Mais l’organisation politique de la Gaule se distingue surtout par sa structure confédérale : à une plus large échelle, la réunion annuelle des députés des druides forme en effet une première « assemblée nationale » des peuples gaulois. Les attributions de cette institution confédérale sont immenses : elle arbitre les conflits entre cités et entre particuliers, elle promulgue un droit communautaire, elle contrôle l’élection des magistrats locaux et elle organise l’élection du président de la confédération   . Jusqu’au Ier s. av. n. è., cette assemblée des druides est d’abord une institution diplomatique ; mais face à la conquête romaine, elle donne son modèle à l’assemblée des guerriers confédérés qui, en 52 av. n. è., élisent Vercingétorix, à la fois titulaire du « principat national » et magistrat militaire confédéral.
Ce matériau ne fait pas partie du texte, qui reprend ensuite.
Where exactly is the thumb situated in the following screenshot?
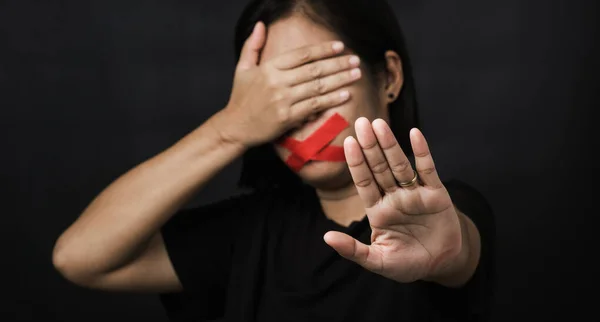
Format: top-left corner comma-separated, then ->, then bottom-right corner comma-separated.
237,21 -> 266,71
324,231 -> 383,273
Depuis plusieurs siècles déjà, l’assemblée générale des druides était par ailleurs doublée d’assemblées des chefs gaulois, dont la convocation et la réunion périodique était facilitée par l’efficace système de relais de poste mis en place pour l’assemblée religieuse. Au Ve siècle, une première coalition gauloise rassemblait les peuples « celtiques » autour du Berry ; au IIIe siècle, une autre confédération soudait la gaule « belgique ». L’annexion du sud-est de la Gaule (125-121 av. n. à.) par Rome ébranle l’assemblée générale des chefs gaulois, ce qui a pu favoriser son remplacement par l’assemblée des guerriers conçue sur le modèle de l’assemblée des druides.

Après les années 50 av. n. è. et la défaite militaire, la Gaule doit renoncer à la souveraineté. Son organisation politique explique cependant son sort singulier au sein du monde romain, à la fois très peu investie par les armées victorieuses et très vite intégrée par Rome : dotée d’infrastructures, d’institutions efficaces, de lois et de règlements établis, la Gaule se greffe aisément à l’empire de Rome. En un sens, César parachève l’unification politique de la nation gauloise sous un chef fédérateur, avant qu’Auguste ne pérennise cette construction en la plaçant sous l’égide de Rome en son nouveau centre, la capitale des Gaules romaines, Lyon.

À travers ce récit aussi audacieux que passionnant, Jean-Louis Brunaux n’offre pas seulement une image renouvelée de la Gaule. Il élargit de manière particulièrement stimulante les perspectives de la comparaison entre les modèles politiques antiques. Et il invite à reconsidérer le temps long de l’histoire nationale, pour mesurer avec nuances ce que les formes politiques de la France doivent (ou non) à l’invention de la Gaule.